Once a timeout occurs, the CongestionWindow is reset to 1 MSS, and more packets start to be acknowledged.
Quick Start
Slow start doesn't try to estimate the available bandwidth using any information from the routers between the sender and receiver.
Quick start is one congestion control technique that tries to do this.
In quick start, the TCP sender can ask for an initial sending rate greater than slow start by putting a request in its SYN packet as a TCP option.
Routers along the path examine this option, evaluate their current level of congestion on the outgoing link for this flow, and decide if the rate is acceptable, if a lower rate should be used, or if slow start should be used.
By the time the SYN reaches the receiver, it contains a rate that is acceptable to all routers along the path, or an indication that slow start should be used.
The receiver sends this back to the sender, and in the former case, the sender thsn uses the rate to begin transmission; otherwise, slow start is used.
Fast Retransmit and Fast Recovery (van Jacobson 1990, Stevens 1994 (called Reno))
TCP timeouts are relatively course grained.

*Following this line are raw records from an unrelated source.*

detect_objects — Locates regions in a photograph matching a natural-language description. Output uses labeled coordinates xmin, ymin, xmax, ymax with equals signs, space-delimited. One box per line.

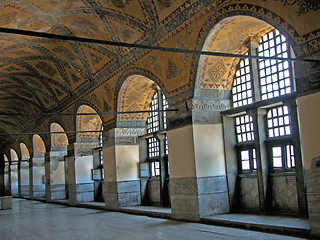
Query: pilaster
xmin=103 ymin=128 xmax=141 ymax=209
xmin=167 ymin=99 xmax=230 ymax=221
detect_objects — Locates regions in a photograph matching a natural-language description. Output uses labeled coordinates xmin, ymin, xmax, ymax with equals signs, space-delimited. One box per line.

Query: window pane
xmin=232 ymin=54 xmax=253 ymax=107
xmin=267 ymin=106 xmax=291 ymax=138
xmin=272 ymin=147 xmax=283 ymax=168
xmin=236 ymin=115 xmax=254 ymax=142
xmin=257 ymin=30 xmax=292 ymax=100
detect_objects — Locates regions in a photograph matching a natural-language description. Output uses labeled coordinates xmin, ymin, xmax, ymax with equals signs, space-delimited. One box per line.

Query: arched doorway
xmin=46 ymin=123 xmax=69 ymax=201
xmin=10 ymin=148 xmax=19 ymax=196
xmin=195 ymin=16 xmax=307 ymax=216
xmin=117 ymin=75 xmax=170 ymax=207
xmin=73 ymin=105 xmax=103 ymax=202
xmin=30 ymin=134 xmax=46 ymax=199
xmin=20 ymin=143 xmax=30 ymax=197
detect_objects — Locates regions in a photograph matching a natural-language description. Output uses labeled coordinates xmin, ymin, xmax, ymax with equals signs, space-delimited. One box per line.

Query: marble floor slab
xmin=0 ymin=199 xmax=306 ymax=240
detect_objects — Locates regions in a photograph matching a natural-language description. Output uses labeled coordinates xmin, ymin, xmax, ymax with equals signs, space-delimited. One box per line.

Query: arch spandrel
xmin=33 ymin=134 xmax=46 ymax=157
xmin=76 ymin=105 xmax=102 ymax=142
xmin=50 ymin=123 xmax=69 ymax=151
xmin=195 ymin=16 xmax=273 ymax=100
xmin=117 ymin=75 xmax=157 ymax=128
xmin=10 ymin=148 xmax=19 ymax=162
xmin=20 ymin=143 xmax=30 ymax=160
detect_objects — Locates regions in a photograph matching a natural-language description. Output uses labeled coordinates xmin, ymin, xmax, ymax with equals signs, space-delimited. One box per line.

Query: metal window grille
xmin=272 ymin=144 xmax=295 ymax=169
xmin=257 ymin=30 xmax=292 ymax=100
xmin=147 ymin=137 xmax=159 ymax=157
xmin=236 ymin=115 xmax=254 ymax=143
xmin=232 ymin=56 xmax=253 ymax=107
xmin=267 ymin=106 xmax=291 ymax=138
xmin=240 ymin=148 xmax=257 ymax=171
xmin=147 ymin=93 xmax=160 ymax=133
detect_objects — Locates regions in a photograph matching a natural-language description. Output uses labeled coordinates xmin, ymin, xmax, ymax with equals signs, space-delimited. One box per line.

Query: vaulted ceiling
xmin=0 ymin=0 xmax=320 ymax=152
xmin=0 ymin=0 xmax=192 ymax=147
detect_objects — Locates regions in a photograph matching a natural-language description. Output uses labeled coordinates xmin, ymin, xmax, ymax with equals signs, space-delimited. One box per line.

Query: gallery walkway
xmin=0 ymin=199 xmax=310 ymax=240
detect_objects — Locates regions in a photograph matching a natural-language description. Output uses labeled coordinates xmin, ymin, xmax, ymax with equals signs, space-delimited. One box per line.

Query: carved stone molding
xmin=192 ymin=99 xmax=231 ymax=112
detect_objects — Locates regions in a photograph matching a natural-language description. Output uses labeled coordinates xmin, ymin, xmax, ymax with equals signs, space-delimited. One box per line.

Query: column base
xmin=170 ymin=176 xmax=230 ymax=221
xmin=104 ymin=180 xmax=141 ymax=210
xmin=32 ymin=184 xmax=46 ymax=199
xmin=68 ymin=183 xmax=94 ymax=206
xmin=305 ymin=169 xmax=320 ymax=237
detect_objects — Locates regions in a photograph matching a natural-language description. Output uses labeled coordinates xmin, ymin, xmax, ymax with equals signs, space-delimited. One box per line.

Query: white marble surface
xmin=0 ymin=199 xmax=306 ymax=240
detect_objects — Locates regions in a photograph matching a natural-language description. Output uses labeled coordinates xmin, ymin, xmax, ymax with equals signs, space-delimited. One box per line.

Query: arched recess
xmin=3 ymin=154 xmax=11 ymax=195
xmin=117 ymin=75 xmax=157 ymax=128
xmin=194 ymin=15 xmax=274 ymax=100
xmin=50 ymin=123 xmax=69 ymax=151
xmin=115 ymin=74 xmax=170 ymax=206
xmin=76 ymin=105 xmax=102 ymax=143
xmin=68 ymin=105 xmax=102 ymax=202
xmin=20 ymin=143 xmax=30 ymax=197
xmin=10 ymin=148 xmax=19 ymax=196
xmin=45 ymin=123 xmax=69 ymax=201
xmin=194 ymin=15 xmax=305 ymax=215
xmin=30 ymin=134 xmax=46 ymax=199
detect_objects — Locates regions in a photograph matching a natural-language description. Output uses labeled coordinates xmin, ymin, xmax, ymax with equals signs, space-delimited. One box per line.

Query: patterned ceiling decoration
xmin=195 ymin=16 xmax=273 ymax=99
xmin=0 ymin=0 xmax=320 ymax=149
xmin=77 ymin=105 xmax=102 ymax=142
xmin=33 ymin=134 xmax=46 ymax=157
xmin=20 ymin=143 xmax=30 ymax=160
xmin=3 ymin=154 xmax=9 ymax=166
xmin=50 ymin=123 xmax=69 ymax=151
xmin=10 ymin=148 xmax=19 ymax=161
xmin=117 ymin=75 xmax=157 ymax=128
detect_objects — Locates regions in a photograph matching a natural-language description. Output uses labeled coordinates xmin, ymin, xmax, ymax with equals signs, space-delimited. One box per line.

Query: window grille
xmin=232 ymin=56 xmax=253 ymax=107
xmin=236 ymin=115 xmax=254 ymax=143
xmin=257 ymin=30 xmax=292 ymax=100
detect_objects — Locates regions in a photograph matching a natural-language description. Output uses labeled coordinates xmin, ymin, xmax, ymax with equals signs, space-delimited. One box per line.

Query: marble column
xmin=29 ymin=154 xmax=45 ymax=199
xmin=167 ymin=99 xmax=230 ymax=221
xmin=19 ymin=159 xmax=29 ymax=197
xmin=65 ymin=142 xmax=98 ymax=205
xmin=103 ymin=128 xmax=141 ymax=210
xmin=45 ymin=148 xmax=67 ymax=202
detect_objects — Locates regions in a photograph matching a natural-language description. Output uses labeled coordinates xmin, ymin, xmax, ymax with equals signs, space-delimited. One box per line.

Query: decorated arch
xmin=194 ymin=15 xmax=274 ymax=100
xmin=50 ymin=123 xmax=69 ymax=151
xmin=33 ymin=134 xmax=46 ymax=157
xmin=20 ymin=143 xmax=30 ymax=160
xmin=117 ymin=75 xmax=158 ymax=128
xmin=76 ymin=105 xmax=102 ymax=142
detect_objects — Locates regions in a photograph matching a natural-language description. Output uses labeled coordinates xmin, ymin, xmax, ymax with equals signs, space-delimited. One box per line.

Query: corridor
xmin=0 ymin=199 xmax=304 ymax=240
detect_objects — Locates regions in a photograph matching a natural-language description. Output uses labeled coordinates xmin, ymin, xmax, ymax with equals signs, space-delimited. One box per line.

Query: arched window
xmin=232 ymin=29 xmax=295 ymax=172
xmin=147 ymin=90 xmax=169 ymax=176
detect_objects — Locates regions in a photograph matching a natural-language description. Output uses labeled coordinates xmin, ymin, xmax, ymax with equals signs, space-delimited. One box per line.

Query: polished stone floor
xmin=0 ymin=199 xmax=306 ymax=240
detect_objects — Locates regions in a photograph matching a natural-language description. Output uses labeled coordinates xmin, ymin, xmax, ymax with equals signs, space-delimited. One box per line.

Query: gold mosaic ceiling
xmin=0 ymin=0 xmax=190 ymax=142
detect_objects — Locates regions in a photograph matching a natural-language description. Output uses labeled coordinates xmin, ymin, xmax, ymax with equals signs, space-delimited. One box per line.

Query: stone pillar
xmin=29 ymin=154 xmax=45 ymax=199
xmin=65 ymin=142 xmax=94 ymax=206
xmin=10 ymin=162 xmax=19 ymax=196
xmin=297 ymin=92 xmax=320 ymax=237
xmin=103 ymin=128 xmax=141 ymax=210
xmin=45 ymin=149 xmax=67 ymax=202
xmin=167 ymin=99 xmax=230 ymax=221
xmin=0 ymin=154 xmax=5 ymax=196
xmin=19 ymin=159 xmax=29 ymax=197
xmin=249 ymin=109 xmax=269 ymax=213
xmin=4 ymin=164 xmax=11 ymax=195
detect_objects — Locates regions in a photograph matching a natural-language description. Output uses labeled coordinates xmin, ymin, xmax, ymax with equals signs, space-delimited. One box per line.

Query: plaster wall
xmin=297 ymin=93 xmax=320 ymax=169
xmin=11 ymin=165 xmax=18 ymax=195
xmin=103 ymin=146 xmax=117 ymax=182
xmin=20 ymin=162 xmax=29 ymax=186
xmin=75 ymin=156 xmax=93 ymax=184
xmin=115 ymin=145 xmax=139 ymax=181
xmin=193 ymin=124 xmax=226 ymax=177
xmin=167 ymin=126 xmax=196 ymax=178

As we saw, we could up with dead-air while waiting for a timer to timeout
on a lost packet.
To avoid this, a mechanism called fast retransmit was added to TCP.
When fast retansmit is being used, the receiver ACK's each packet it receives even if this is out of order. The ACK is still for the next byte expected.
This might result is several duplicate ACKs. If the sender sees three duplicates ACKs it retransmits.
Fast retransmit tends to work well when the window size is at least large enough so one can expect to see these three timeouts before the timer goes off.
Another mechanism, called fast recovery can be used to avoid having to halve the CongestionWindow on packet loss.
Rather than halving the whole congestion window. We take the average of the size that caused a problem and the Congestion Threshold.
This allows us to binary search for the correct window size.
TCP Cubic
Slow start is one mechanism for updating the congestion window as a function of the last congestion event.
By default, Linux (since 2.6.13 (2006)), MacOS (since Yosemite), and Windows (Windows 10) use another mechanism called TCP CUBIC whose goal is to support networks with large delays × bandwidth products (long-fat networks).
Long-fat networks often require many-round trips to reach the available capacity of the end-to-end path.
TCP CUBIC exploits the shape of a cubic curve to more quickly return the window size to near that of the last congestion event target (`W_{max}` in the above figure).
Near the `W_{max}` size the curve is more flat (more like the additive adding), but if we pass through `W_{max}` without any further congestion issue we start increasing the congestion window size more aggressively again.
The equations for the window size with CUBIC are:
`mbox(CWND)(t) = C \times (t - K)^3 + W_{max}`
`K = (W_{max} \times (1-\beta)/C)^{1/3}`
Here `C` is a scaling constant and `\beta` is the multiplicative decrease factor. Linux uses 0.7 for `beta`.
Congestion-Avoidance Mechanisms
As described so far, TCP needs to cause congestion in the network to best find the way to consume network resources.
Alternatively, we might want to achieve the effect of using our network resources efficiently, but avoid congestion altogether.
Such a strategy is called a congestion-avoidance strategy.
DECBit
This was an early mechanism to do collision avoidance, developed by DEC.
In this scheme each router monitors the load it is experiencing and explicitly notifies the end nodes when congestion
is about to occur.
This is done by setting a binary congestion bit in the packets that flow through the router. Hence the name DECBit.
The destination host copies this bit into the ACK and when this ACK is seen by the sender it adjusts its window accordingly.
More specifically, a router sets its DECbit if its average queue length is greater than or equal to 1.
A sender increases its queue size by 1 if few than 50% of the acks it received for the last windows worth of data had the DECbit on.